The following set of plots shows six integrands that took less than 15m along with a visualization of the domain. The plot label shows how long it took to integrate. Example functions that takes less than 15m to integrate

The following set of plots shows six integrands that took more than 15m along with a visualization of the domain. The plot label shows how long it took to integrate.
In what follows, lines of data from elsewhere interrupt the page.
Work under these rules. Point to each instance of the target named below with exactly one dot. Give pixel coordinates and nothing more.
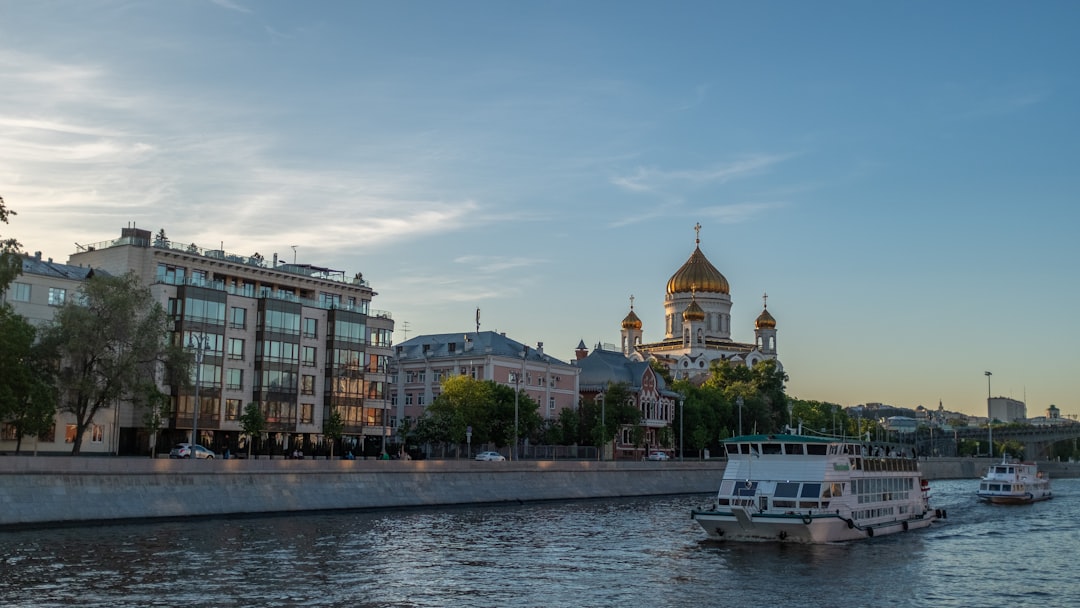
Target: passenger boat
(1014, 483)
(814, 489)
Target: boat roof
(784, 437)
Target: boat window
(786, 489)
(745, 488)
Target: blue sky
(900, 177)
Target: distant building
(294, 338)
(36, 294)
(1007, 409)
(420, 365)
(648, 391)
(698, 324)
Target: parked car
(184, 450)
(489, 456)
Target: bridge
(1037, 440)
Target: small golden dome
(698, 271)
(693, 312)
(765, 321)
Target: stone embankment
(59, 490)
(71, 490)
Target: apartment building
(296, 339)
(421, 364)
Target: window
(233, 379)
(232, 409)
(21, 292)
(238, 318)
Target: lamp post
(199, 342)
(525, 354)
(682, 410)
(739, 402)
(989, 415)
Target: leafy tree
(157, 407)
(27, 391)
(11, 262)
(253, 423)
(109, 340)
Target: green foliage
(109, 341)
(486, 406)
(11, 262)
(253, 423)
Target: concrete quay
(56, 490)
(72, 490)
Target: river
(642, 553)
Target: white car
(489, 456)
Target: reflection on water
(635, 552)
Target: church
(698, 324)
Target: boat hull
(741, 525)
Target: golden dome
(698, 272)
(765, 321)
(693, 312)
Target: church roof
(698, 274)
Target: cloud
(648, 179)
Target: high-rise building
(294, 338)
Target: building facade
(420, 365)
(36, 294)
(296, 339)
(648, 392)
(698, 324)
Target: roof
(470, 343)
(34, 265)
(603, 366)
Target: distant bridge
(1037, 440)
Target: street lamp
(525, 353)
(682, 410)
(989, 415)
(200, 342)
(739, 401)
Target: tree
(27, 392)
(333, 428)
(11, 261)
(109, 340)
(252, 423)
(157, 408)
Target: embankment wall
(55, 490)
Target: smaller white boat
(1014, 483)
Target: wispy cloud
(647, 179)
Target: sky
(900, 177)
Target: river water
(640, 553)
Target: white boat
(799, 488)
(1014, 483)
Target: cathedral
(698, 323)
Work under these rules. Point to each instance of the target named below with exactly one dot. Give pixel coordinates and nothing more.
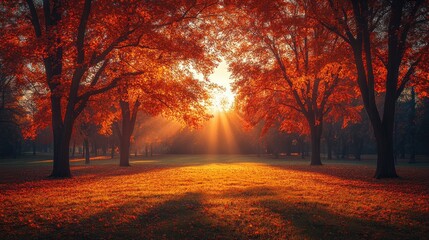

Example functions that takes more than 15m to integrate

As you can see the two groups do not look much different however all of the ones that take a long time results in integrated values that are very close to zero ($\approx 10^{-16}$).

Details

Here are the functions for the forth plot in each set shown above:

A good one (fast):

 rg={{-3.35513, 5.30513}, {-1.51554, 7.14471}};

 funa=Function[{x, y}, E^(1/2 (-(0.39 + x/5) (100. (0.39 + x/5) - 
   6.12323*10^-15 (0. + y/5)) - (-6.12323*10^-15 (0.39 + x/5) + 
   50. (0. + y/5)) (0. + y/5)))]

 funb=Function[{x, y}, E^(1/2 (-(-0.195 + x/5) (55.3571 (-0.195 + x/5) + 
   15.4647 (-0.562917 + y/5)) - (15.4647 (-0.195 + x/5) + 
   94.6429 (-0.562917 + y/5)) (-0.562917 + y/5)))]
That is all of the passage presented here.